Chapter 304: MuZero Trading

Introduction: MuZero - Planning Without a Model of the Environment Rules

MuZero, introduced by Schrittwieser et al. (2020) at DeepMind, represents a landmark achievement in artificial intelligence: an agent that masters complex games and decision-making tasks without ever being given the rules of the environment. Unlike its predecessors AlphaGo and AlphaZero, which required a perfect simulator of the game to plan ahead, MuZero learns its own internal model of the environment’s dynamics and uses that learned model for planning via Monte Carlo Tree Search (MCTS).

This distinction is profound for trading applications. Financial markets have no known, fixed rules. The “dynamics” of the market are emergent, non-stationary, and partially observable. Traditional model-based reinforcement learning struggles because building an accurate forward model of market behavior is extraordinarily difficult. Model-free methods (DQN, PPO, A2C) sidestep this problem but sacrifice the ability to plan ahead. MuZero offers a middle path: it learns a latent dynamics model that captures the aspects of the environment relevant to decision-making, without needing to reconstruct the full observation space.

In the context of algorithmic trading, MuZero’s architecture allows an agent to:

Learn compressed representations of market states (order book snapshots, OHLCV data, technical indicators) through a representation network.
Simulate future market trajectories in a learned latent space using a dynamics network, enabling look-ahead planning.
Evaluate positions and generate action distributions via a prediction network that outputs both value estimates and policy priors.
Plan using MCTS over the learned model, exploring different sequences of trading actions (buy, sell, hold) without needing a market simulator.

The key insight is that MuZero’s learned model does not need to predict future prices or reconstruct candlestick charts. It only needs to predict three things that matter for planning: the reward, the value, and the policy. This makes the learned model both more tractable and more useful than a full generative model of market dynamics.

Mathematical Foundation

Core Architecture

MuZero’s architecture consists of three neural networks that work together:

1. Representation Function h

The representation function maps a raw observation (market state) to an initial hidden state:

s_0 = h_theta(o_1, ..., o_t)

Where o_1, ..., o_t is a sequence of past observations (e.g., the last T candlesticks with volume, spread, and technical indicators). The hidden state s_0 is a learned, compact representation — it does not need to be interpretable or correspond to any physical quantity.

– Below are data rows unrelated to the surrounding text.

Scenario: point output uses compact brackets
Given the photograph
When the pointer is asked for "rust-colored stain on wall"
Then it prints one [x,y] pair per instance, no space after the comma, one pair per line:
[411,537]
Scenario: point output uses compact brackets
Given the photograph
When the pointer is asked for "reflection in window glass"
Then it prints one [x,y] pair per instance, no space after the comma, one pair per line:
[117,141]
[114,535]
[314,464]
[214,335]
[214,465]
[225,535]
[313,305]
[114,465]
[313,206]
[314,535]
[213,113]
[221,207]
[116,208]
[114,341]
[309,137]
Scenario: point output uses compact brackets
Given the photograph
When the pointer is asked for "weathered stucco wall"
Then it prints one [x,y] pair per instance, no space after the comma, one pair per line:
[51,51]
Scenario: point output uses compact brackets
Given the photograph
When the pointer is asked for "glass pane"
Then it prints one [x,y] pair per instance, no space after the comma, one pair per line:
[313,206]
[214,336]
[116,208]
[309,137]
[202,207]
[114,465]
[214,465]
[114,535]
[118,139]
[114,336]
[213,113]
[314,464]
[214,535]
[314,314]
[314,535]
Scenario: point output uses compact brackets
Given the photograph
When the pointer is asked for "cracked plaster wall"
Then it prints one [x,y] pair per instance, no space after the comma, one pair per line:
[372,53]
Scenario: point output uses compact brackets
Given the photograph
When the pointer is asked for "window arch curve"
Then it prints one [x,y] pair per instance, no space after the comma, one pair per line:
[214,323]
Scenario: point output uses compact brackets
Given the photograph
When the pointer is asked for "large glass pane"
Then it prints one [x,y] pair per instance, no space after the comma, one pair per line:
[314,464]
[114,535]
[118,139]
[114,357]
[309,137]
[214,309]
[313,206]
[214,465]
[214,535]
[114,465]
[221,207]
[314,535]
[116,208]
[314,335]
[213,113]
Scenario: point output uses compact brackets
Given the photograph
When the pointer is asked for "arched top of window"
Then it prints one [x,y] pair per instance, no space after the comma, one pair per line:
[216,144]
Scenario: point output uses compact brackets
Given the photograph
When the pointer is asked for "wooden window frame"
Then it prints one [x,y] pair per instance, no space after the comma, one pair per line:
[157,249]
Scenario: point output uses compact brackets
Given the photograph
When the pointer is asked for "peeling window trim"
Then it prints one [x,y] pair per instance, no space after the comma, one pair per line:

For trading, the observation might be a vector containing:

OHLCV data for the last N candles
Current portfolio position (long, short, flat)
Unrealized PnL
Technical indicators (RSI, MACD, Bollinger Bands)
Order book imbalance

2. Dynamics Function g

The dynamics function predicts the next hidden state and immediate reward given a hidden state and action:

r_k, s_k = g_theta(s_{k-1}, a_k)

This is the learned “world model.” Given the current latent state and a trading action (buy, sell, hold, or parameterized order sizes), it predicts what the next latent state will look like and what immediate reward (P&L change, risk-adjusted return) will be received.

Crucially, this dynamics function operates entirely in latent space. It does not predict the next candlestick or the next order book snapshot — it predicts the next planning-relevant hidden state.

3. Prediction Function f

The prediction function maps a hidden state to a policy and value:

p_k, v_k = f_theta(s_k)

Where:

p_k is a probability distribution over actions (the policy prior)
v_k is the estimated value (expected future discounted return) from state s_k

These outputs serve two purposes:

The policy prior guides MCTS to explore promising actions first.
The value estimate provides a bootstrap for nodes that haven’t been fully expanded.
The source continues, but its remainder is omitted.